The COVID-19 Pandemic, Mask-Wearing, and Emotion Recognition in Children
Emotion recognition is fundamental to effective human social interaction, the experience of empathy, and engagement in prosocial behavior. Facial expressions appear to be influential as diagnostic cues in the process of emotion recognition, and research suggests that we rely on different facial regions when evaluating differing emotional content. The COVID-19 pandemic has created new and important incentives for researching emotion recognition. Widespread mask-wearing, to reduce the airborne transmission of the coronavirus, means that the majority of faces we encounter on a daily basis are partially occluded. Prior research on partially occluded faces, as well as preliminary research conducted during the COVID-19 pandemic, suggests that mask-wearing may have a detrimental effect on emotion recognition abilities. However, little is known about the combined effects of mask-wearing and social isolation on children’s emotion recognition abilities.

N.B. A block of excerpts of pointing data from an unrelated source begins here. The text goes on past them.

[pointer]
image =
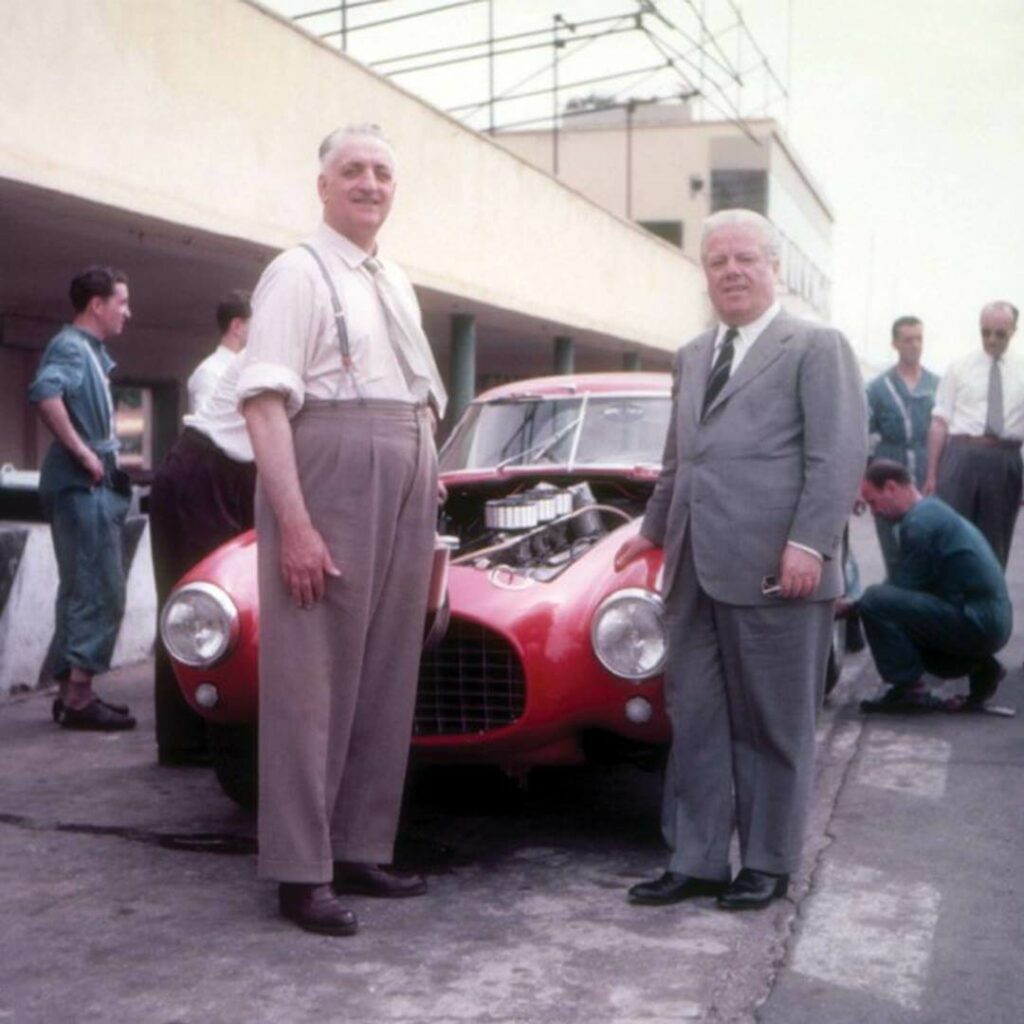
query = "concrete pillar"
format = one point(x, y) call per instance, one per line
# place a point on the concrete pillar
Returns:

The current study addressed this gap in the literature, leveraging a sample of 100 children aged 7-10-years-old (Mage=9, 52.5% female) with a longitudinal subsample of 36 children with pre-pandemic data available. Data were collected during 30-minute online Zoom “visits,” consisting of the completion of the Dynamic Affect Recognition Task with child and adult stimuli and masked and unmasked versions of each. We found that masking negatively affects emotion recognition accuracy, especially for happy, sad, and fearful faces. Leveraging our longitudinal subsample, we found that time negatively affected emotion recognition accuracy and that emotion recognition for sad faces was specifically impaired post-pandemic. Given that deficits in emotion recognition are linked to problematic psychological and social outcomes, our findings highlight the importance of future intervention-focused research to minimize these observed deficits.